In the sanctuary are grouped chairs for the choristers and the altar boys. On one side also is the sanctuary organ, on the other the ornamental shrine of the Little Flower, St. Theresa. (Both the ‘sanctuary organ’ and the St. Theresa shrine have long since been removed, although the statue of St. Theresa that once graced the shrine can now be found in the ‘Chapel of Consolation’ above the priests’ sacristy.)

THE HIGH ALTAR is made up of two parts, the altar proper, that is, the altar table or mensa, and the rererdos designating that part which forms the background of the altar. The steps or gradines for the candlesticks rest on the altar table. The lower part consists of Rosatto marble, the upper part of the Italian Caen stone which becomes harder with age and is impervious to water or to dust. (Sadly, the High Altar was at some point painted white, disguising this Caen stone.)

The marble slab covering the altar table weighs half a ton, is six and one- half inches thick and ten feet, six inches long. It rests on four solid pillars to make what is termed a fixed altar, that is, a permanent altar, a necessary requisite for the consecration.
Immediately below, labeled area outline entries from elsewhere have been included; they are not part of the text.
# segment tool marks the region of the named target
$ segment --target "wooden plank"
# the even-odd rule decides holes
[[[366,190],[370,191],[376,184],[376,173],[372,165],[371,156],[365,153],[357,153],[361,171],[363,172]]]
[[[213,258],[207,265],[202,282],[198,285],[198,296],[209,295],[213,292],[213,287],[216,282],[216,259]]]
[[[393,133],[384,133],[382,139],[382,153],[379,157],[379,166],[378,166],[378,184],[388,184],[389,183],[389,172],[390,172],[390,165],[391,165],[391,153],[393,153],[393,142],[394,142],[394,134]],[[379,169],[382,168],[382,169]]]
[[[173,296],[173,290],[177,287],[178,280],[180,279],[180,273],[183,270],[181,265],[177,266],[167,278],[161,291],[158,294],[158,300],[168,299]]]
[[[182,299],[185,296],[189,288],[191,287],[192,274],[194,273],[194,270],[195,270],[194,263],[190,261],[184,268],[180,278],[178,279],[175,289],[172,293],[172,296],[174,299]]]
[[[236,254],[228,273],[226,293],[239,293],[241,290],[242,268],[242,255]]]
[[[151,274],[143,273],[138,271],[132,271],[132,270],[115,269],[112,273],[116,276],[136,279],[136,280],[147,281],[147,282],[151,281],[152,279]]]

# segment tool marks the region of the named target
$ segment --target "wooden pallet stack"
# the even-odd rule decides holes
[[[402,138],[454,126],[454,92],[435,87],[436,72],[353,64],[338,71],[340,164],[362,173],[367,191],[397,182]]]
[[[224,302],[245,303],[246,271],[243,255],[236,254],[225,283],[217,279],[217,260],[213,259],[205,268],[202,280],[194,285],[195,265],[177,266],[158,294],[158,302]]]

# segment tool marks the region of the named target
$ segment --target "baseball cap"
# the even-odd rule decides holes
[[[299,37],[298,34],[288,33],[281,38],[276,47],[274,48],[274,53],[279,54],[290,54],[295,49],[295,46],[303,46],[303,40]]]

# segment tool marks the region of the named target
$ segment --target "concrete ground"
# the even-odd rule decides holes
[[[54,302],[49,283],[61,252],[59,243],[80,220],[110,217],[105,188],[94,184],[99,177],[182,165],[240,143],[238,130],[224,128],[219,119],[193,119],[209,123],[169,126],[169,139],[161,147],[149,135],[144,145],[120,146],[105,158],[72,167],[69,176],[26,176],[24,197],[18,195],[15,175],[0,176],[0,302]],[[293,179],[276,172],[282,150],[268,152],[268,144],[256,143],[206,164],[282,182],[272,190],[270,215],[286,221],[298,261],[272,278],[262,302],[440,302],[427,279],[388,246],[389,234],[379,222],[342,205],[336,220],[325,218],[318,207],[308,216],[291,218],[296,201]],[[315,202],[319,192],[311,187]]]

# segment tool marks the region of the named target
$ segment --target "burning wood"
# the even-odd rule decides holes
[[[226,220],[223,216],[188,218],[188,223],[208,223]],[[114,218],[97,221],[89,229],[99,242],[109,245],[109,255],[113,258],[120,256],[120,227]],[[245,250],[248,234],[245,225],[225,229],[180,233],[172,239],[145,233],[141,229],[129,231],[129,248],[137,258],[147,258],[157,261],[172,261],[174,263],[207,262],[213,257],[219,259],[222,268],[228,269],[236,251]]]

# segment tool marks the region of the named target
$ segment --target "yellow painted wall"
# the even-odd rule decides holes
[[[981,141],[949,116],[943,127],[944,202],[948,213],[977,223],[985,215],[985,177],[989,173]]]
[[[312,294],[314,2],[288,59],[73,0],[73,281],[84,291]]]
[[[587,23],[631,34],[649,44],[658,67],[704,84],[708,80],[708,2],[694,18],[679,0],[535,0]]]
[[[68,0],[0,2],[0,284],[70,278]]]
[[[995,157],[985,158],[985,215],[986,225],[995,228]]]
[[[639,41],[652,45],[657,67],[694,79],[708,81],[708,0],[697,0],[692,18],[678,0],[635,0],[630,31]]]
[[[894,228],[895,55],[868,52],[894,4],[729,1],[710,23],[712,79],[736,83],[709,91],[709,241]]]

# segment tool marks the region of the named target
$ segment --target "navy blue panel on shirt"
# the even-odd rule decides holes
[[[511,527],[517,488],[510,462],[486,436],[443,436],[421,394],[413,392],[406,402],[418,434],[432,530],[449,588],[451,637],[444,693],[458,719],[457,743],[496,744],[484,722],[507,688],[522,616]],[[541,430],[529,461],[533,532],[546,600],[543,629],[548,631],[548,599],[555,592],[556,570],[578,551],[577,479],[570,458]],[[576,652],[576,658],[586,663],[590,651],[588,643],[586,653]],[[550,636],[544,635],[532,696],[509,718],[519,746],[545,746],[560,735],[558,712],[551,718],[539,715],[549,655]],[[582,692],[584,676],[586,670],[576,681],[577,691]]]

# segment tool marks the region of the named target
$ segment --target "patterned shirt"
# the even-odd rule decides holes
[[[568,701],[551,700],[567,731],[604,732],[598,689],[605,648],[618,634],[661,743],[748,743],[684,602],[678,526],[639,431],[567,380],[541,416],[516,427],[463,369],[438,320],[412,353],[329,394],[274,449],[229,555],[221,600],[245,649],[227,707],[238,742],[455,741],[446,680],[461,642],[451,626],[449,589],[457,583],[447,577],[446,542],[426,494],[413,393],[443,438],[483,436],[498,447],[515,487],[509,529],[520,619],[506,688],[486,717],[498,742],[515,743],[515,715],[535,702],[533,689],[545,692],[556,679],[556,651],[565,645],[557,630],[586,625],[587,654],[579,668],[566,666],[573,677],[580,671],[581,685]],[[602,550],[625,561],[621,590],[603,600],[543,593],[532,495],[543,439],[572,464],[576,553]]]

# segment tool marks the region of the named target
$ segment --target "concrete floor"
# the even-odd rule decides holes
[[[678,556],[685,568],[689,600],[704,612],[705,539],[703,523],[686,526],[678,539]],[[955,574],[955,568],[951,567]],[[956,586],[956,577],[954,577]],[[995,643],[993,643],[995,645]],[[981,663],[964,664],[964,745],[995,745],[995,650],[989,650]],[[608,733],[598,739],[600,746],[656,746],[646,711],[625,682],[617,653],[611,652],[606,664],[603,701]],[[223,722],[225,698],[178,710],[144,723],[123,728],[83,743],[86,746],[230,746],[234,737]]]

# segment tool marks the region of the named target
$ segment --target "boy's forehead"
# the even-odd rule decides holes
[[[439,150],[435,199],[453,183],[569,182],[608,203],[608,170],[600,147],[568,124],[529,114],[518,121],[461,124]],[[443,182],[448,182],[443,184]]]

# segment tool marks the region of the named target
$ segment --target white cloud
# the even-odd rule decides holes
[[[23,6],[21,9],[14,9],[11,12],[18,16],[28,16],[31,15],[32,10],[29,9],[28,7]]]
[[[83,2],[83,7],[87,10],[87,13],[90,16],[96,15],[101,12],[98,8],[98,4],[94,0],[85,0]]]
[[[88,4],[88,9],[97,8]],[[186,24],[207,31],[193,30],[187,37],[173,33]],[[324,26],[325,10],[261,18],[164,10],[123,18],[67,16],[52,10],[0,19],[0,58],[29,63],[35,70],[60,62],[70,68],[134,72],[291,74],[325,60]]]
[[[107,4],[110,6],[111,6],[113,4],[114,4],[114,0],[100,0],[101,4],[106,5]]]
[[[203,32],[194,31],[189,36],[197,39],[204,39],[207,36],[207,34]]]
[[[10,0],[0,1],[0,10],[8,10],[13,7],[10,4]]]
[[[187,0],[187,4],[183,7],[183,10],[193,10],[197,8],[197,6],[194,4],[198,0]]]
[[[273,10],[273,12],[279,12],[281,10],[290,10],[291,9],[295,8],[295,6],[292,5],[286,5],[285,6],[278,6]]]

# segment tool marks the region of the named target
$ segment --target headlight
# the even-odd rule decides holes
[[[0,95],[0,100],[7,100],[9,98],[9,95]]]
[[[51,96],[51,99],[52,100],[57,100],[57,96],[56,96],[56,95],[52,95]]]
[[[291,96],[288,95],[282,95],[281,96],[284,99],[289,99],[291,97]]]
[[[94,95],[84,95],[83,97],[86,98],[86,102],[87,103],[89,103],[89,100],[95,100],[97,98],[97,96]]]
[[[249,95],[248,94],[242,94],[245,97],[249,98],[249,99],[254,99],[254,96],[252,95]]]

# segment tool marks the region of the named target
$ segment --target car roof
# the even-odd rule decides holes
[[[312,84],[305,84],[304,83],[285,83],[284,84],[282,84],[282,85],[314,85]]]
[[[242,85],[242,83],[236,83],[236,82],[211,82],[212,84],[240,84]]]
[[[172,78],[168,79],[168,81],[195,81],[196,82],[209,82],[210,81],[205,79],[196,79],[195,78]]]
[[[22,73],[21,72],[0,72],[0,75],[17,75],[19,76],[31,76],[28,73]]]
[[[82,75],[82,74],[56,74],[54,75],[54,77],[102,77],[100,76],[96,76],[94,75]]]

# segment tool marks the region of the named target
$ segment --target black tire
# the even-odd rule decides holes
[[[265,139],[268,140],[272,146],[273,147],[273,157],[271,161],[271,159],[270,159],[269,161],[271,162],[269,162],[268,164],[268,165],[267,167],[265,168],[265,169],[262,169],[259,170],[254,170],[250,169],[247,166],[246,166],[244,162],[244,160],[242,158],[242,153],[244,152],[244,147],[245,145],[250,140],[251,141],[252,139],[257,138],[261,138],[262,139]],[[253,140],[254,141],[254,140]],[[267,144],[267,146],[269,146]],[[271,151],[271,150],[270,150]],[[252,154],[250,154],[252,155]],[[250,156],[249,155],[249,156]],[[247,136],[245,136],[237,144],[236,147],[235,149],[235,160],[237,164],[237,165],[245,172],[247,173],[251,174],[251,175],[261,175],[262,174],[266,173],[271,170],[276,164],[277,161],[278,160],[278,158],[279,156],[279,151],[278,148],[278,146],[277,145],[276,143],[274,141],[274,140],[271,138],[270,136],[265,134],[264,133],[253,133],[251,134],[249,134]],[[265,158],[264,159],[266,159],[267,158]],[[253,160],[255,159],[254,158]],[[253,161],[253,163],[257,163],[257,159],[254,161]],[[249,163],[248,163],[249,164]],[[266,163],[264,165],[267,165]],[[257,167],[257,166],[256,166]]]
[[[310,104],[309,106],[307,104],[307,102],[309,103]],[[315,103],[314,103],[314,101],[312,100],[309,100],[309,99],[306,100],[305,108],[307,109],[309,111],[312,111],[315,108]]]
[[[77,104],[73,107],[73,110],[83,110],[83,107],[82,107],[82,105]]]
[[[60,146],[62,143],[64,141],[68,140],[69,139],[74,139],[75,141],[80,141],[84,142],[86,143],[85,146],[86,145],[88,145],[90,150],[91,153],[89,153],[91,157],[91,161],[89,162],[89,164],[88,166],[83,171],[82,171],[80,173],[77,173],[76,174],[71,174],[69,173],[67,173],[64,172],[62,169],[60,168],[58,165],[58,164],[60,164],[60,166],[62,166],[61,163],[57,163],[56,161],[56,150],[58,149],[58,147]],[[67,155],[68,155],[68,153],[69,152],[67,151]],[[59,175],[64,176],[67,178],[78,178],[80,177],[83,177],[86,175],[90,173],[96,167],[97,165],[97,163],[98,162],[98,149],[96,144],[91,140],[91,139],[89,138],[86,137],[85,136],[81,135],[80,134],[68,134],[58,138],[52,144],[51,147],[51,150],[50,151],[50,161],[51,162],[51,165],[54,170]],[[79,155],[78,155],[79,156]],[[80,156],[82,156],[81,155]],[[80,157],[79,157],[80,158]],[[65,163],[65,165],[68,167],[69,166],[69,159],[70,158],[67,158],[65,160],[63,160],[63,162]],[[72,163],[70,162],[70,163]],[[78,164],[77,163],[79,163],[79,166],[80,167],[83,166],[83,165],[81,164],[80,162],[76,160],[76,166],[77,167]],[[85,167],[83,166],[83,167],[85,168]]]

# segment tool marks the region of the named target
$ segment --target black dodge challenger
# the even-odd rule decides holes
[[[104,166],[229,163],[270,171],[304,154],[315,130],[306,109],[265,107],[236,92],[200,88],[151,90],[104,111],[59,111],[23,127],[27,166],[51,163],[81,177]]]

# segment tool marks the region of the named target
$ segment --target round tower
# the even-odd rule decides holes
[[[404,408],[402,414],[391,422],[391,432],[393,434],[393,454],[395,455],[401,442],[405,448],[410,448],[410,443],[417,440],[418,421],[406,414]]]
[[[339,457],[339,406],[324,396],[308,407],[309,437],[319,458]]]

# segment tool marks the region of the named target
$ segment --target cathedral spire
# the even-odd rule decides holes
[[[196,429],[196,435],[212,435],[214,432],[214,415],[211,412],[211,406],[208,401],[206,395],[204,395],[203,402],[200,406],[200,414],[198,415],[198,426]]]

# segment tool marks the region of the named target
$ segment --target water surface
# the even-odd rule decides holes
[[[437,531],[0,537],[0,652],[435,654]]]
The rererdos, or upper part of the altar, has five special features: the statues, the panels, the inscriptions, the vine symbol, and the other ornamentations.

The central statue represents Christ, the King of the world. It was chosen for this place because at the time the church was erected the feast of Christ the King was inserted into the church calendar. Pictured is Christ in the garb of a King, a crown on His head and holding the world in His hand as a symbol of His power. The four other statues represent the Latin Fathers of the Church and occupy the places of honor according to the time they lived, nearer to or farther from the Apostolic Age.

St. Ambrose, nearest the tabernacle on the Epistle side, who lived from A.D. 344 to 430, stands on a pedestal on which is carved a bee-hive surmounting two scourges. On his halo are the words” Thou Christ, art the King of Glory.”